The finding has broader implications beyond aquatic reef
fish. Invasive species cause billions of dollars in damage
per year. In the United States alone, the economic cost
of invasive species -- in terms of the damage they do
and the expense of controlling them -- is estimated at
$137 billion a year, according to a study by Cornell University
in 1999. Should global warming fuel the arrival of more
non-native species, the cost -- both economic and ecological
-- will likely rise as well.
Why are invasive species so destructive?
While ninety percent of immigrant species do no obvious
harm to their new home environment, a small number do
disproportionate damage. By definition, "invasive
species" are "an alien species whose introduction
does or is likely to cause economic or environmental harm
or harm to human health" (U.S. Executive Order 13112).

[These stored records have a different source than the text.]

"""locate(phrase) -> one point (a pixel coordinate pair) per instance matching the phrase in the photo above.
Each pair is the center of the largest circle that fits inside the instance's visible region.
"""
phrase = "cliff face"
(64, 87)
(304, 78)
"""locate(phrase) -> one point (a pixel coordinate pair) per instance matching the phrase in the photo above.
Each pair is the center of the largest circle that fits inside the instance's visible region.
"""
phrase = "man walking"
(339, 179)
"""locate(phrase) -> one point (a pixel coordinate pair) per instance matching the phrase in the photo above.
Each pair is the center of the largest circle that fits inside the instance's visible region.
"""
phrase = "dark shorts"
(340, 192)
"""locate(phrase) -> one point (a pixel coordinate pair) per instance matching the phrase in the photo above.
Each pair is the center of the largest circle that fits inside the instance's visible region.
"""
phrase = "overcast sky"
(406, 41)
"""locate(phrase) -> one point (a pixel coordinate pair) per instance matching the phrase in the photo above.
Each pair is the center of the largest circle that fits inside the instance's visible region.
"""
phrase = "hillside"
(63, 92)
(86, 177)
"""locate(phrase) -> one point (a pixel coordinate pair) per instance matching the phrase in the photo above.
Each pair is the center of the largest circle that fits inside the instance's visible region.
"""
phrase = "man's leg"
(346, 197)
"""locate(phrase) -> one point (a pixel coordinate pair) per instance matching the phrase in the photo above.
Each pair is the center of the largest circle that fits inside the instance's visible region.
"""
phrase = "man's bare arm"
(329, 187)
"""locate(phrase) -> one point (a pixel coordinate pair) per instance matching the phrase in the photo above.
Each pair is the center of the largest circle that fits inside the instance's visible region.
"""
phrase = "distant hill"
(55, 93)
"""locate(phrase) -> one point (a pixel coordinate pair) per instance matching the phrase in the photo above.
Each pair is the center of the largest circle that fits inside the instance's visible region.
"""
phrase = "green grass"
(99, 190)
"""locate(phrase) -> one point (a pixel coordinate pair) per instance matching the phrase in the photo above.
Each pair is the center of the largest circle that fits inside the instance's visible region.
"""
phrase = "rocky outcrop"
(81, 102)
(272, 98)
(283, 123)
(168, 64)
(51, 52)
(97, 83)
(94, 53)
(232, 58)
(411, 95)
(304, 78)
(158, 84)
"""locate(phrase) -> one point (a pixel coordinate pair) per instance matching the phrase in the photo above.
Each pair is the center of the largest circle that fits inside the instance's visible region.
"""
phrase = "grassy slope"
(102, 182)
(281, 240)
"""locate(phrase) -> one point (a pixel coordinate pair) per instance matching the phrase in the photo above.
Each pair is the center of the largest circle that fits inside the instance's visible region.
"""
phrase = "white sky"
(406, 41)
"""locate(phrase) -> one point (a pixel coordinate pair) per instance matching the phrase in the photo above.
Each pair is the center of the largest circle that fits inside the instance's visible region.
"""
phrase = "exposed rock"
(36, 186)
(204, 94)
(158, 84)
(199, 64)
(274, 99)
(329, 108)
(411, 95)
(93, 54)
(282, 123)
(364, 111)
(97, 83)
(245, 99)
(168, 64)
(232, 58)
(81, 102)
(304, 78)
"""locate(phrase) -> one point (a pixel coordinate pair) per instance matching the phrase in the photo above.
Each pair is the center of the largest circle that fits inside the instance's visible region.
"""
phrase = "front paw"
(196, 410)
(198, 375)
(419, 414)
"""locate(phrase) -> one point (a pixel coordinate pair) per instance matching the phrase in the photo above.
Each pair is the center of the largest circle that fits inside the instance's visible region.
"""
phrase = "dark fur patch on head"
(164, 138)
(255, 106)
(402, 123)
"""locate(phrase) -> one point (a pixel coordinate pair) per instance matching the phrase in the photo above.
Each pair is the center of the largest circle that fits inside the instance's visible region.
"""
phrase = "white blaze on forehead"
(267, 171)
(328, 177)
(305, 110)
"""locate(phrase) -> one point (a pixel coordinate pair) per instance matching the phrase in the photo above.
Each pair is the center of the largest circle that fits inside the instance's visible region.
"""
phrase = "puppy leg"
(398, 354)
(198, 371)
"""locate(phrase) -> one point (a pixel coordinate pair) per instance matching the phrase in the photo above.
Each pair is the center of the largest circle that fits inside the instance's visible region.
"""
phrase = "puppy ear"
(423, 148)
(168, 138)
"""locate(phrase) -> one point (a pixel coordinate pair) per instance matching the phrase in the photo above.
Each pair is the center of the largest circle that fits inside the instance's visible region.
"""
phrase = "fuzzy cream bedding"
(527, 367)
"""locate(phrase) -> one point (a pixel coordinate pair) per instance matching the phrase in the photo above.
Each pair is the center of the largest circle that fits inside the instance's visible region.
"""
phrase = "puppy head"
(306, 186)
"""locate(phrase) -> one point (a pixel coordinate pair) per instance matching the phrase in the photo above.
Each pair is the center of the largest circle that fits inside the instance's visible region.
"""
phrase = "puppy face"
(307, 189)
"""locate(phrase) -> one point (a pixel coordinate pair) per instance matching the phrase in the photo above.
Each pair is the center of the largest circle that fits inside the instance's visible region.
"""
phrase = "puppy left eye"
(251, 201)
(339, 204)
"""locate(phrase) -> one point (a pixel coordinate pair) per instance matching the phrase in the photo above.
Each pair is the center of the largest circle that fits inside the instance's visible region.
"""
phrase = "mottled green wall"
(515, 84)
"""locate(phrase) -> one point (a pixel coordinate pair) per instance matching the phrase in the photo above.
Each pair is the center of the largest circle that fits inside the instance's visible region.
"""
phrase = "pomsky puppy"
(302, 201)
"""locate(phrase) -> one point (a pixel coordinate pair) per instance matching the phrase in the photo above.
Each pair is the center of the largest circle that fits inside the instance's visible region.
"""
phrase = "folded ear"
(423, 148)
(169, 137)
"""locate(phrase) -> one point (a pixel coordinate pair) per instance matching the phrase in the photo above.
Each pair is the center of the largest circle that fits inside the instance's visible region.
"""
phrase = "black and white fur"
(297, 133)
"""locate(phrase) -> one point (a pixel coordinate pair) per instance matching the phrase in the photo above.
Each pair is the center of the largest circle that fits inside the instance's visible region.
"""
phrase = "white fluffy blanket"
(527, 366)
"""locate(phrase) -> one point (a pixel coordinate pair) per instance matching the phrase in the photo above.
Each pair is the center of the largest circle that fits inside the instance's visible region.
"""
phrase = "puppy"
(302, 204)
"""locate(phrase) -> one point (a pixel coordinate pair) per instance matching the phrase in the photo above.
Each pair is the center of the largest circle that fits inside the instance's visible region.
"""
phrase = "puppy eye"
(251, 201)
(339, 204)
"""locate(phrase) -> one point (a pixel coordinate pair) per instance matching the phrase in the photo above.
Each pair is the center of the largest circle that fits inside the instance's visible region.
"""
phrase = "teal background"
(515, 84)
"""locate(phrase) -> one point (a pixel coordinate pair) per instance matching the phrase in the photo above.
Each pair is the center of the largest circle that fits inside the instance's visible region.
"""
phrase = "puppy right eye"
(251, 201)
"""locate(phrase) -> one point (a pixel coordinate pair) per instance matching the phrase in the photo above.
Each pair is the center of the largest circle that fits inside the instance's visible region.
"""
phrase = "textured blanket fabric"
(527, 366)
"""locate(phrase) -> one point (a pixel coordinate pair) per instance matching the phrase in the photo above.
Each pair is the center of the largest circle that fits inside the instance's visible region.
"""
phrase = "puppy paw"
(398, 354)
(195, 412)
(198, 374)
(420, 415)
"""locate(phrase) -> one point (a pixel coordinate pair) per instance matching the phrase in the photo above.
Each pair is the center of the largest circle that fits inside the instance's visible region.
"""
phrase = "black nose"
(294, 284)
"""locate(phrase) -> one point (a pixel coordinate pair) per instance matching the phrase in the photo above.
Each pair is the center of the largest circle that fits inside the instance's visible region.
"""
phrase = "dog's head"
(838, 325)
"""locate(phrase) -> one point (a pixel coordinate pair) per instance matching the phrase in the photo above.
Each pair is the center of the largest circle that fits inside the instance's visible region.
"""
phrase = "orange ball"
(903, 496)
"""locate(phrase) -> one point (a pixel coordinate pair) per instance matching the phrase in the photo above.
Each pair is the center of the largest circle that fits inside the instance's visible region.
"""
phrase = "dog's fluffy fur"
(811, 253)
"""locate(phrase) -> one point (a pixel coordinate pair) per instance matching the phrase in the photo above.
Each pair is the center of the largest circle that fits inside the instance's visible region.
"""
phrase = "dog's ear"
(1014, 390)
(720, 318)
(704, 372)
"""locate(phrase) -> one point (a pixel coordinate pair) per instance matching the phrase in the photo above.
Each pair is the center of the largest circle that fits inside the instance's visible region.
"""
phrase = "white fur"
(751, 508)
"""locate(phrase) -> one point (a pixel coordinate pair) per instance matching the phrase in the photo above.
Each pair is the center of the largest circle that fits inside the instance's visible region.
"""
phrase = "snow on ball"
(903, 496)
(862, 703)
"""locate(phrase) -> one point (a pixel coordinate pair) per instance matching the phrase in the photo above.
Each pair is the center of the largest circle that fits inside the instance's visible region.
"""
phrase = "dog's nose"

Invasive species disrupt ecosystems primarily by preying
on local species and competing with native species over
limited resources. The effect on native biodiversity can
be severe -- the Cornell study says that 42% of the species
on the Threatened or Endangered species lists are at risk
primarily because of non-indigenous species. Introduced
tilapia and Nile Perch have devastated endemic fish populations
throughout Africa, while the snakehead, a carnivorous
fish capable of walking across land, has raised fears
every time it appears in a pond in the Eastern United
States. Further, there can be significant economic costs
to the damage caused by such aliens. For example, removing
the zebra mussel from the Great Lakes alone will cost
$5 billion. The mollusk is a problem because it clogs
water intakes for factories, interferes with navigation,
accelerates, decreases fuel efficiency, damages engines,
reduces the amount of food available for other filter-feeding
organisms and fish, and competes with native mussels.
A warmer climate could mean more foreign tropical species
could find their way to, and thrive in, the United States.
Florida and Hawaii, the country's two most tropical states,
have arguably suffered the most from invasive species.
The python, a species of snake that has invaded the Everglades
after pet owners have released it into the wild, has recently
made headlines as it battles native alligators at the
top of the food chain.
Dramatic battles aside, the ecological and economic threat
from invasive species is real and should serve as a reminder
to what's in store for a warmer world.